In yet another sign of aging for those of us who may have in part reared children on such television, it’s 2019 and Dora the Explorer is halfway grown up — no longer the curious tot exploring the jungle (and Spanish) with your kid, Dora halfway resembles Tomb Raider, of all things (especially the most recent reboot of that series) in this action-comedy trailer.
Given Dora the Explorer’s original run on television from 2000-2014 (with a sequel series running to 2017), the general idea here is terms of demographics is likely to hit a broad range, with a median roughly hitting where Dora now is — no longer a preschooler exploring a brand new world, but rather, entering high school and entering a different process of discovery in terms of socialization.

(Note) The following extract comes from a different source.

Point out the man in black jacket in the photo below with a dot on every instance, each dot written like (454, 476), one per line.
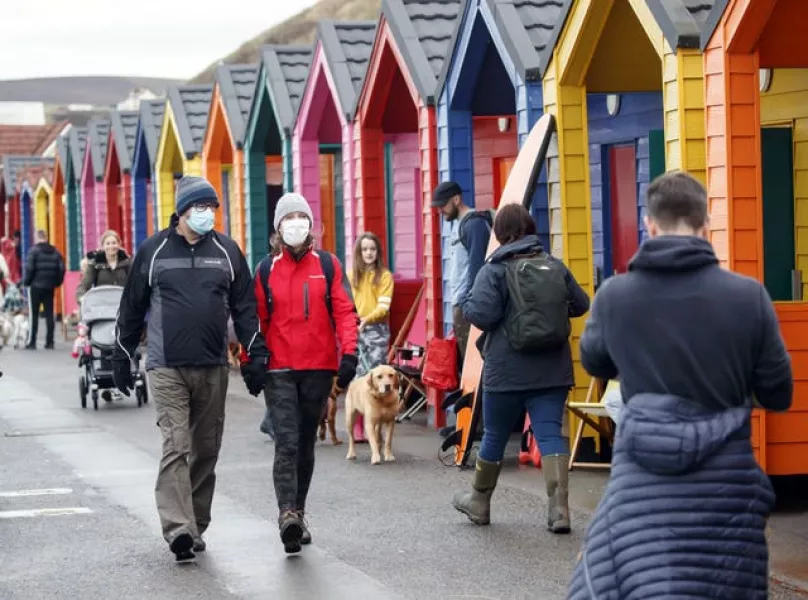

The first half of the trailer offers decidedly spare instrumentation but still offers a beat, with steady claps and percussive, funky guitar. True to form for a comedic trailer, this instrumental pauses at 0:27 in order to hone in on the reaction of Dora’s parents in the dialogue, designed to come off humorously. This happens again from 0:37 to 0:43. At 0:44 we hear some melody and syncopation introduced to the instrumental, which — to hazard a guess — is meant to roughly approximate the colourful tones of the original Dora the Explorer theme (yes, this writer had to look it up out of curiosity, not knowing as such off-hand). It’s a very subtle musical connection, if there is one at all.
The main theme, which hits at about the midway point alongside the date card (“This Summer”), is a basic but competent rock track possibly composed by Germaine Franco, who having previously worked on Coco and Kung Fu Panda 3 among others is no stranger to family fare. It’s also worth noting that the starring cast is, appropriately given the subject matter, predominantly Latinx. On the other hand, there is as of yet no Spanish to speak of, despite the original cartoon’s solid emphasis on bilingualism. Whether this key element of the show is given up for the sake of mass market Hollywood appeal remains to be seen.
Although at first it would seem that the musical choices contained here are decidedly straightforward, the careful rebranding of Dora for a (relatively) aging audience adds some interest as to how that demographic transition is handled. Sometimes characters are best left to capture new audience as the original one ages out; sometimes characters, like for example musical performers, age and evolve with their audience — much like, for example, the Pokemon movie coming this summer featuring a Pikachu voiced by Ryan Reynolds, of all people. It will be interesting to see whether Dora can achieve a similar feat, and how its musical choices for its trailer campaign might reflect that ambition.